Scans variable labels in a survey design object or labelled data frame for
groups of variables sharing a common preface (via separator or longest
common prefix). Detected prefaces are written to question_preface in the
metadata and the shared text is trimmed from each variable label, leaving
only the unique suffix.
Usage
infer_question_prefaces(
x,
sep = c(" - ", "- ", " – ", ": ", " | "),
min_vars = 2L,
lcp_min = 20L,
overwrite = FALSE,
verbose = TRUE
)Arguments
- x
A survey design object (
survey_taylor,survey_replicate, etc.) or a data frame with haven-style"label"attributes.- sep
Character vector of literal separator strings to try, in priority order. Default:
c(" - ", "- ", " \u2013 ", ": ", " | ").- min_vars
Minimum number of variables that must share a candidate preface to trigger extraction. Default
2L.- lcp_min
Minimum character length (after trimming to a word boundary) for an LCP-derived preface to be accepted. Default
20L.- overwrite
If
FALSE(default), variables that already have aquestion_prefaceare skipped and a warning is emitted. SetTRUEto replace existing prefaces without warning.- verbose
If
TRUE(default), emits a cli summary for each detected group.
Details
Detection algorithm (two passes):
Separator pass — for each separator in
sep(tried in order):Variables whose label contains the separator are grouped by their candidate preface (text before the first occurrence of the separator, trimmed).
Any group with \(\geq\)
min_varsmembers is recorded; those variables are excluded from all subsequent passes.
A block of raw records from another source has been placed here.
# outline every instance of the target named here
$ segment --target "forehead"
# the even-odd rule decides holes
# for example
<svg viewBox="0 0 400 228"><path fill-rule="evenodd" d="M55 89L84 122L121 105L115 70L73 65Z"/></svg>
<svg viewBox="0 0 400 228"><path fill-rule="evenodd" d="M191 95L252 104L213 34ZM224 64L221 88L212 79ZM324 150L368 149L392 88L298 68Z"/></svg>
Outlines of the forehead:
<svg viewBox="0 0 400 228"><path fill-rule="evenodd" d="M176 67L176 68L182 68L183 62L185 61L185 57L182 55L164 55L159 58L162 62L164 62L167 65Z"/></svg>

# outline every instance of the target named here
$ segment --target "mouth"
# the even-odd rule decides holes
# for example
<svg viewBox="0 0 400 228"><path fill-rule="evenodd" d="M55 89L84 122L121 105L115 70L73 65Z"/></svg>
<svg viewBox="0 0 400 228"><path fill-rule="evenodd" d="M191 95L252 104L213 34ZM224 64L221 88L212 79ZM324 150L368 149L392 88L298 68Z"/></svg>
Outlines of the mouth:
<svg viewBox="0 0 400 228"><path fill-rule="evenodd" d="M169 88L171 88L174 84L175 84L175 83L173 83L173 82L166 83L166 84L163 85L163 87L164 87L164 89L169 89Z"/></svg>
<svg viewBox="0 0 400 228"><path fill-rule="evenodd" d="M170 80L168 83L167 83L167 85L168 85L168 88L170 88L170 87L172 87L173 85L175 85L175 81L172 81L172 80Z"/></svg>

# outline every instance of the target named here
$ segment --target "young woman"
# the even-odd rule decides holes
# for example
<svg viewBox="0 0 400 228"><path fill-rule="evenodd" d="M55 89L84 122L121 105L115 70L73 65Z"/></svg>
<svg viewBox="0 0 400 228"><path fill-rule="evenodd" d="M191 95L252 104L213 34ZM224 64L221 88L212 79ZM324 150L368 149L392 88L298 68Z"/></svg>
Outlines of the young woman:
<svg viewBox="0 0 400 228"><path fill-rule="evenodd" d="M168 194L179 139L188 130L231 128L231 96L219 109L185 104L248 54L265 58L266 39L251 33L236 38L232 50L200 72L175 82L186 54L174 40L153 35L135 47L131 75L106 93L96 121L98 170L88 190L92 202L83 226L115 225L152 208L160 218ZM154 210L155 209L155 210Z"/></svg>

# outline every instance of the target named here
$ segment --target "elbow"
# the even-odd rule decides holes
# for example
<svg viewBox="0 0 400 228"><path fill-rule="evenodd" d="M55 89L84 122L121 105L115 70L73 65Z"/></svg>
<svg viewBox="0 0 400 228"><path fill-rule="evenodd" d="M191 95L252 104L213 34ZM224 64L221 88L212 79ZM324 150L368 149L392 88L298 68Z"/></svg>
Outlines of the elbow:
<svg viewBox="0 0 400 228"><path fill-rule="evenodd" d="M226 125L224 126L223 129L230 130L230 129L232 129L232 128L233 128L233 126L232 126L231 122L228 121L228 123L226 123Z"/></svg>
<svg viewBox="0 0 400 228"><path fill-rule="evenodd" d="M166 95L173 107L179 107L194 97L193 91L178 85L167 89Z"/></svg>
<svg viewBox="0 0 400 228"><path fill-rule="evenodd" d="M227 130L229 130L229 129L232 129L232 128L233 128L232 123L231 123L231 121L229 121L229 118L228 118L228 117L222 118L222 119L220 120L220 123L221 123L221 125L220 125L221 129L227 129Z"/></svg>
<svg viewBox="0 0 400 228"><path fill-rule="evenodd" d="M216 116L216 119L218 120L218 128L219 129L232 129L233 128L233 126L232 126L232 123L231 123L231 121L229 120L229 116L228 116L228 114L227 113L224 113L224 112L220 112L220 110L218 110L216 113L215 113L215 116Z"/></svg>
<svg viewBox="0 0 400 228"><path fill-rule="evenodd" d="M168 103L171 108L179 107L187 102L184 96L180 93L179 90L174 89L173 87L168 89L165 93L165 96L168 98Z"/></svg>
LCP pass — for remaining labelled variables (\(\geq\) 2):
The character-level longest common prefix (LCP) of all remaining labels is computed and trimmed to the last word boundary.
If the trimmed LCP is \(\geq\)
lcp_mincharacters, the group is recorded.
Apply step:
Variables with an existing
question_prefaceare skipped whenoverwrite = FALSE(default); a warning is emitted listing the count of skipped variables.Variables whose unique suffix would be empty after trimming are always skipped with a per-variable warning.
Data frame integration:
When called on a data frame, the detected preface is written to
attr(col, "question_preface"). Passing the result to as_survey()
automatically picks up both the trimmed label and the preface via the
internal haven metadata extraction step.
See also
Other metadata:
extract_question_preface(),
extract_val_labels(),
extract_var_label(),
extract_var_note(),
set_question_preface(),
set_question_prefaces(),
set_val_labels(),
set_value_labels(),
set_var_label(),
set_var_note(),
set_variable_labels(),
set_variable_notes(),
survey_metadata(),
survey_weighting_history()
Examples
# Data frame with haven-style labels (Qualtrics / SPSS export pattern)
df <- data.frame(
discrim_a = 1:5,
discrim_b = 2:6,
discrim_c = 3:7
)
attr(df$discrim_a, "label") <-
"Please rate discrimination - Evangelical Christians"
attr(df$discrim_b, "label") <-
"Please rate discrimination - Muslims"
attr(df$discrim_c, "label") <-
"Please rate discrimination - Jews"
df <- infer_question_prefaces(df, verbose = FALSE)
attr(df$discrim_a, "label") # "Evangelical Christians"
#> [1] "Evangelical Christians"
attr(df$discrim_a, "question_preface") # "Please rate discrimination"
#> [1] "Please rate discrimination"